Tasseled t shirts are one of the easiest things to make, and since pretty much everyone is going to have some old t shirts knocking about their wardrobe, it's something you don't need to buy any materials for so will cost you nothing. The great thing about t shirt material is that it does not fray so you can leave the edges raw, so you don't need a needle and thread or a sewing machine. All you need is a pair of scissors.

On the top above I have turned it into a vest by cutting off the arm holes and collar. I have gone for low cut arm holes as this style has been our most popular at festivals, as they look great worn over bikini tops, but you could cut them higher, just following the line of the sleeve seam, or leave the sleeves on, it's totally up to you. The same goes with the collar. All you need to do is make sure they are symmetrical, and the easiest way to do this is to fold the t shirt in half along the vertical and cut both sleeves at the same time, as shown here on a different top-

Next up, the fun part! Cutting the tassels in. First of all you need to cut the hem off the t shirt, which is very straightforward, you just lie the t shirt flat and trim just above the stitching on the hem-

Next, you need to start cutting in the tassels by cutting straight up from the hem to the point at which you want the tassels to finish. You can cut the front and the back at the same time by lying the top flat and picking up the front and back with the scissors at the same time, this will mean that the front and back are balanced. If there is a print on your t shirt, you will want to have that face up to ensure you don't cut into it. To ensure that the tassels run straight and the top doesn't end up wonky, you can draw a line where you want the tassels to end with tailor's chalk or place a ruler/something straight at that point. Or, if you want a more mismtached look, you can cut the tassels to different points to create an interesting effect.

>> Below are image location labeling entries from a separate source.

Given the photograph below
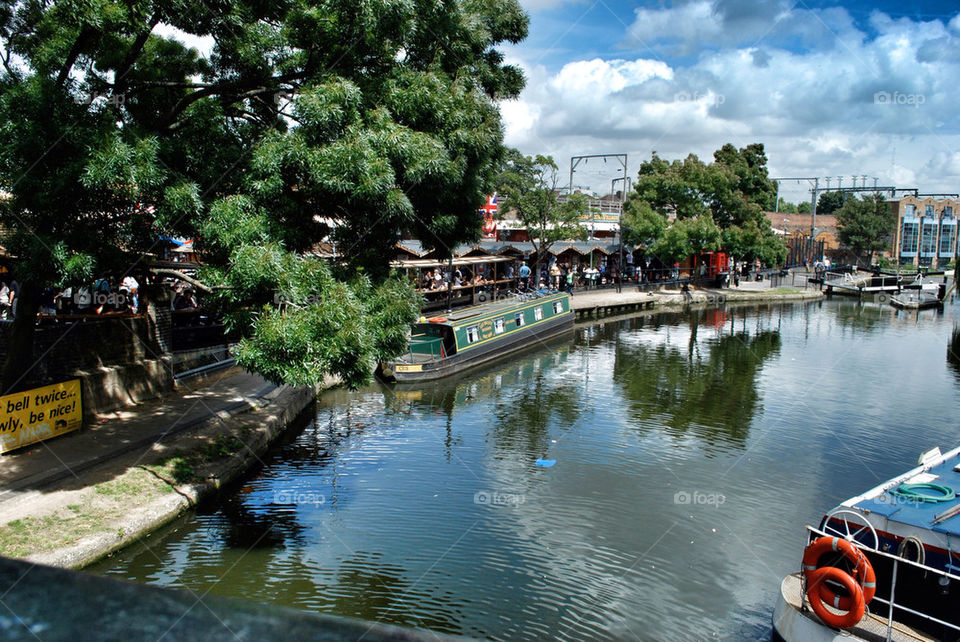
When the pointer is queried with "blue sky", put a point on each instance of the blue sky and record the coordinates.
(831, 89)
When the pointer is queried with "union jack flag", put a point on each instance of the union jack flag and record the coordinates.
(490, 208)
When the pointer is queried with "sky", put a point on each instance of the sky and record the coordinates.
(831, 89)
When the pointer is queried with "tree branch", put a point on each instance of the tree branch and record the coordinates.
(189, 279)
(133, 53)
(78, 44)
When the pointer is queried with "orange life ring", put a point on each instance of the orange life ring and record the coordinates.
(862, 569)
(819, 596)
(863, 574)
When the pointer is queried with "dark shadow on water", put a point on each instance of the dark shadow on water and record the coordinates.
(707, 388)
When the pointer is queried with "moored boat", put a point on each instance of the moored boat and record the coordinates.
(915, 300)
(461, 339)
(884, 565)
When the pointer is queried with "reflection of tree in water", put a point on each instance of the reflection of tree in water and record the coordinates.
(874, 313)
(368, 588)
(710, 387)
(953, 352)
(525, 412)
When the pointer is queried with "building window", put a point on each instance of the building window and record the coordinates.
(928, 238)
(473, 334)
(908, 240)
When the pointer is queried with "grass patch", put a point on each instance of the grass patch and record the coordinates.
(28, 535)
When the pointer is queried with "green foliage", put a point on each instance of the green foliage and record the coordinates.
(530, 185)
(377, 116)
(715, 205)
(787, 207)
(866, 225)
(686, 237)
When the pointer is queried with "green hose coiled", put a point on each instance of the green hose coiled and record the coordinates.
(913, 492)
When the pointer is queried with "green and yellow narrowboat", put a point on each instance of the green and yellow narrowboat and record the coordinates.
(462, 339)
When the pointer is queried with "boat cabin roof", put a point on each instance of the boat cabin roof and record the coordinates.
(945, 472)
(487, 309)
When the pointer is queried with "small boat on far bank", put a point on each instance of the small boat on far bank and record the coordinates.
(916, 299)
(884, 565)
(443, 345)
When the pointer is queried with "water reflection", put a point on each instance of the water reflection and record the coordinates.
(953, 352)
(762, 406)
(677, 379)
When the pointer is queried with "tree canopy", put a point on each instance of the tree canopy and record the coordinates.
(305, 120)
(720, 202)
(866, 224)
(530, 185)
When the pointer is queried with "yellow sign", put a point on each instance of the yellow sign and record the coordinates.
(34, 415)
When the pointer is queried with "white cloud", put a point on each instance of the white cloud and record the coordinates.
(882, 106)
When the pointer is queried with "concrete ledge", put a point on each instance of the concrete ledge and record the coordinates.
(109, 388)
(264, 425)
(53, 604)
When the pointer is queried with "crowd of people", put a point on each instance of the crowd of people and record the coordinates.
(104, 296)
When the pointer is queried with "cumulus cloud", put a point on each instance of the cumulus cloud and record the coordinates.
(881, 105)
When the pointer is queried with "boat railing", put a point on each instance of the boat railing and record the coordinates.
(896, 561)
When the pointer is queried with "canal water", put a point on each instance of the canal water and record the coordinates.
(688, 451)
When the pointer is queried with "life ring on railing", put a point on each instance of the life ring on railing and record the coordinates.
(820, 596)
(864, 577)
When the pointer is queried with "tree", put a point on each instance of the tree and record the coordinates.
(830, 202)
(531, 187)
(732, 193)
(687, 237)
(866, 225)
(787, 207)
(379, 117)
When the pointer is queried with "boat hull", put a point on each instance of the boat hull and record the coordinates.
(439, 368)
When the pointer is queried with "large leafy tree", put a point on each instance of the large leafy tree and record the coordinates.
(356, 120)
(530, 184)
(866, 225)
(729, 194)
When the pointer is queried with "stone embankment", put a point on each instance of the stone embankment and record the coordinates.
(142, 469)
(606, 302)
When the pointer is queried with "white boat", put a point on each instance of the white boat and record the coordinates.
(884, 565)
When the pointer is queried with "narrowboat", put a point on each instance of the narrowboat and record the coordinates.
(884, 565)
(461, 339)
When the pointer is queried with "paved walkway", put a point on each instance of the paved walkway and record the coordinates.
(131, 430)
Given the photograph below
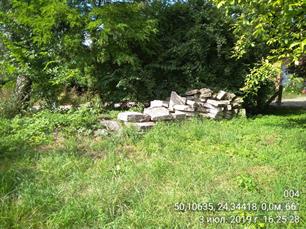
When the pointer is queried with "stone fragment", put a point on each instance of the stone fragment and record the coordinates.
(159, 103)
(175, 99)
(221, 95)
(218, 103)
(192, 92)
(214, 111)
(177, 116)
(158, 113)
(191, 97)
(216, 116)
(183, 108)
(230, 96)
(229, 107)
(242, 113)
(110, 125)
(187, 113)
(207, 105)
(192, 103)
(202, 109)
(238, 100)
(100, 133)
(228, 114)
(130, 116)
(140, 126)
(205, 93)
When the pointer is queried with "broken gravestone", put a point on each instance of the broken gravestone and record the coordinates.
(130, 116)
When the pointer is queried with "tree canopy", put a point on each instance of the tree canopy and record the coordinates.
(143, 49)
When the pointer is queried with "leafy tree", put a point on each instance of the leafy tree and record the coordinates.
(277, 24)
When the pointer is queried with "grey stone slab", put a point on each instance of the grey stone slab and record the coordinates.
(130, 116)
(158, 113)
(221, 95)
(177, 116)
(218, 103)
(187, 113)
(140, 126)
(183, 108)
(111, 125)
(192, 92)
(159, 103)
(175, 99)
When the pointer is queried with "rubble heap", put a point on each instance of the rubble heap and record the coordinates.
(202, 102)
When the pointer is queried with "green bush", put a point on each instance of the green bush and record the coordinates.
(259, 86)
(295, 85)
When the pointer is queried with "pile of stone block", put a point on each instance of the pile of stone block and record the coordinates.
(202, 102)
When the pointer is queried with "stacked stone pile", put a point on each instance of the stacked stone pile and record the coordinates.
(203, 102)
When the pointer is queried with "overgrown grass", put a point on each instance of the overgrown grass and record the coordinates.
(132, 180)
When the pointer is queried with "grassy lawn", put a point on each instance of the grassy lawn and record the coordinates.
(133, 180)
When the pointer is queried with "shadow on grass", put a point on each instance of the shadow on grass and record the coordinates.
(285, 111)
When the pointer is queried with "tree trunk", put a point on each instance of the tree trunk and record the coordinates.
(23, 91)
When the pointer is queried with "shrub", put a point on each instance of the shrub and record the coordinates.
(259, 86)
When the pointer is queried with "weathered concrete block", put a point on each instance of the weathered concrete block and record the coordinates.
(159, 103)
(192, 103)
(205, 93)
(183, 108)
(158, 113)
(218, 103)
(210, 106)
(130, 116)
(238, 100)
(229, 107)
(111, 125)
(242, 113)
(217, 116)
(175, 99)
(100, 133)
(230, 96)
(221, 95)
(187, 113)
(177, 116)
(192, 92)
(202, 109)
(214, 111)
(140, 126)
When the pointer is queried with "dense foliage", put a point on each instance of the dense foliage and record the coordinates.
(278, 26)
(123, 50)
(138, 50)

Cut the tassels approximately a centimetre apart, like this-

Once you get to the end of the t shirt, you're done! Just pop it in the washing machine on a normal cycle, and when it comes out the tassels will have curled up and look great. They will also have most likely got quite tangled in the wash, so while the top is still wet you need to untangle the strands and then hang the top out to dry. It is much easier than trying to untangle it once it is dry.

And that's it, you're ready to go! It really is one of the simplest rework projects you can do. You can get really creative with it too, you can tassel the sleeves as well as the hem, have short or long tassels, plait the tassels or tie little beads on the end of the strands, so you can create lots of different effects. Pick out an old t shirt (or look for one in a charity shop) and have fun!